Jetson TK1 / Octave / CUDA Toolkit / OpenBLAS

Hi I’m hoping someone with better knowledge of the Jetson TK1, CUDA Toolkit & OpenBLAS could hopefully help please.

My goal is get Octave running on a Jetson TK1 - of course with cuBLAS GPU acceleration.

I’m referencing a devblog covering Octave / NVIDIA at:

http://devblogs.nvidia.com/parallelforall/drop-in-acceleration-gnu-octave/

So far I’ve managed to get Octave compiled and running and CUDA Toolkit & OpenBLAS installed also.

Versions are:

Octave: 3.8.0 (built from source)
CUDA Toolkit: 6.5 (installed via apt-get)
OpenBLAS r0.2.14 (built from source)

The devblog page contains a simple Octave script called sgemm.m for exercising BLAS routines.

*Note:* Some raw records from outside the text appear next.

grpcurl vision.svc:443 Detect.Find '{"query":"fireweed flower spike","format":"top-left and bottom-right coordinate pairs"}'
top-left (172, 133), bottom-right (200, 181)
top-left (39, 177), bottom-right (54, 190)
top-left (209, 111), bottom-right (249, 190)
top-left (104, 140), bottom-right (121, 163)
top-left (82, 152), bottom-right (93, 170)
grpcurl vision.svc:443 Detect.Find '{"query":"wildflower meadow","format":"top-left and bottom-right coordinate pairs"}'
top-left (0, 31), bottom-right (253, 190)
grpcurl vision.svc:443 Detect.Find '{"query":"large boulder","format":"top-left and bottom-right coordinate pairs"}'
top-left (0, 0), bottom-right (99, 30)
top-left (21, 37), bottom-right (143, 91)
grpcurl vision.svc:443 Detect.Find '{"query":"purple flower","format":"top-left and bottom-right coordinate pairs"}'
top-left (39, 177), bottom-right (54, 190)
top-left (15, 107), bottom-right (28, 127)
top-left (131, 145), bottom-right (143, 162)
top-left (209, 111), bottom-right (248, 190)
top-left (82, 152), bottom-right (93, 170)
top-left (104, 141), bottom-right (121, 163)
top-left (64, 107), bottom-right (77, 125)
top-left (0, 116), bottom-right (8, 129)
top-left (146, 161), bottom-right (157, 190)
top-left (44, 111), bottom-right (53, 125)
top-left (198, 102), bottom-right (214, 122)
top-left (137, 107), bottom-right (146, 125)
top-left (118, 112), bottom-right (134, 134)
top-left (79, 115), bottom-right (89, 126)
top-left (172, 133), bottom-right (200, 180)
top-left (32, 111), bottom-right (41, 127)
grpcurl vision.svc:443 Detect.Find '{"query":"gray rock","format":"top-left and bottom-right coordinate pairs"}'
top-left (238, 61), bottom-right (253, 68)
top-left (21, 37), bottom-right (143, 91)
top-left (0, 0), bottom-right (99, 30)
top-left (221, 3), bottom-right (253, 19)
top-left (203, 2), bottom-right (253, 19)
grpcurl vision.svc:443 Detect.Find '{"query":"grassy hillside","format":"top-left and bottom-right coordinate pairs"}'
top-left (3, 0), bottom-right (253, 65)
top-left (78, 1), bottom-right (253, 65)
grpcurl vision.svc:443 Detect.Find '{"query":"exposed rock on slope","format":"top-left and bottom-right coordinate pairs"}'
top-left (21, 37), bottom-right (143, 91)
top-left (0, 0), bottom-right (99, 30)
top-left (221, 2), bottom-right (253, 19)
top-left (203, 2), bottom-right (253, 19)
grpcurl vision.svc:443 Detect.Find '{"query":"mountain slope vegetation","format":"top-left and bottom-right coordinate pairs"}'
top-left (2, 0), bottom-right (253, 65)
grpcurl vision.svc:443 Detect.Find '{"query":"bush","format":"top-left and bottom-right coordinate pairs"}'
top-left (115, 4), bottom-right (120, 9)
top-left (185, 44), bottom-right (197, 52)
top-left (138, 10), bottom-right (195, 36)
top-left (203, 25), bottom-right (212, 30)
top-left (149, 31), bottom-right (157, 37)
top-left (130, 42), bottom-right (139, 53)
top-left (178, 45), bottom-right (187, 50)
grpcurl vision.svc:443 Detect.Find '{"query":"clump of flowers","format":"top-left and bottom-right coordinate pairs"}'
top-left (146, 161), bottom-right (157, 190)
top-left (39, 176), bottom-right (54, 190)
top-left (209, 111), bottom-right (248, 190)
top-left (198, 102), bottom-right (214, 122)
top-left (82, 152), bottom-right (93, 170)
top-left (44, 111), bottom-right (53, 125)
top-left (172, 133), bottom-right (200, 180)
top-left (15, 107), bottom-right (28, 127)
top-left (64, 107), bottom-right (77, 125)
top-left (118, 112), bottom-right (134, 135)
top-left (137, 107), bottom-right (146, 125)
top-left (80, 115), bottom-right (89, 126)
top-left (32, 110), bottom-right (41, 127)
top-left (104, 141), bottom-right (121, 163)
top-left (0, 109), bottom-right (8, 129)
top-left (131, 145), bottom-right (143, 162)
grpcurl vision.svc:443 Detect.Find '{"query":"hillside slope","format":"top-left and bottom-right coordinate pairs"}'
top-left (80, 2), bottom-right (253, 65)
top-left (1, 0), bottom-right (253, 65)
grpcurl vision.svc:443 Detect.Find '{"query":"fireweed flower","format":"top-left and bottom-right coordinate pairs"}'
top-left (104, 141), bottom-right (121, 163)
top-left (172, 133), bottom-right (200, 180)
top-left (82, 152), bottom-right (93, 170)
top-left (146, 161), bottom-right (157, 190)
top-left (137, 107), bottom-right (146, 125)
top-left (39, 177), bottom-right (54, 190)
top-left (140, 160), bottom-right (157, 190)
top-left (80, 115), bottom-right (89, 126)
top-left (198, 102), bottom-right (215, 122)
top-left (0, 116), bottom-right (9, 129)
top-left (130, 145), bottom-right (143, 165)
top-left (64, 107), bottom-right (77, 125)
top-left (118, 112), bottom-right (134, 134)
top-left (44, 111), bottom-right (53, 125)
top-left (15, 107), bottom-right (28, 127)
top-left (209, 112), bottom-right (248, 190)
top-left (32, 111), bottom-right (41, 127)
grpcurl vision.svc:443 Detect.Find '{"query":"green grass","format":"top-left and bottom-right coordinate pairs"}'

When I execute ‘octave ./sgemm.m’ on the TK1, I get this output:

1076.7
1.0212

According to the article, this represents around 1 GFLOPS performance (i.e. no GPU acceleration is occurring).

When I attempt to run using OpenBLAS, I get the following output:

250.89
4.3824

I’m using LD_PRELOAD on the command line to run with OpenBLAS:

OMP_NUM_THREADS=20 LD_PRELOAD=/home/ubuntu/OpenBLAS/lib/libopenblas_armv7p-r0.2.14.so octave ./sgemm.m

I believe from the article that using OpenBLAS should result in Octave utilising cuBLAS, and therefore resulting in a far higher performance gain than the roughly 4x improvement I’m seeing.

It seems to me that a 4x performance improvement could possibly be explained as a result of all 4 ARM cores being utilised (I’m imgagining that Octave BLAS routines might only be using a single core, but of course).

The devblog article also suggests the use of nvBLAS. It seems that nvBLAS is not available under CUDA Toolkit on the TK1 - I imagine because nvBLAS requires a 64 bit platform, and the TK1 is 32 bit.

(Hence the attempt to use OpenBLAS - which the devblog article seems to indicate should be able access cuBLAS under the CUDA Toolkit).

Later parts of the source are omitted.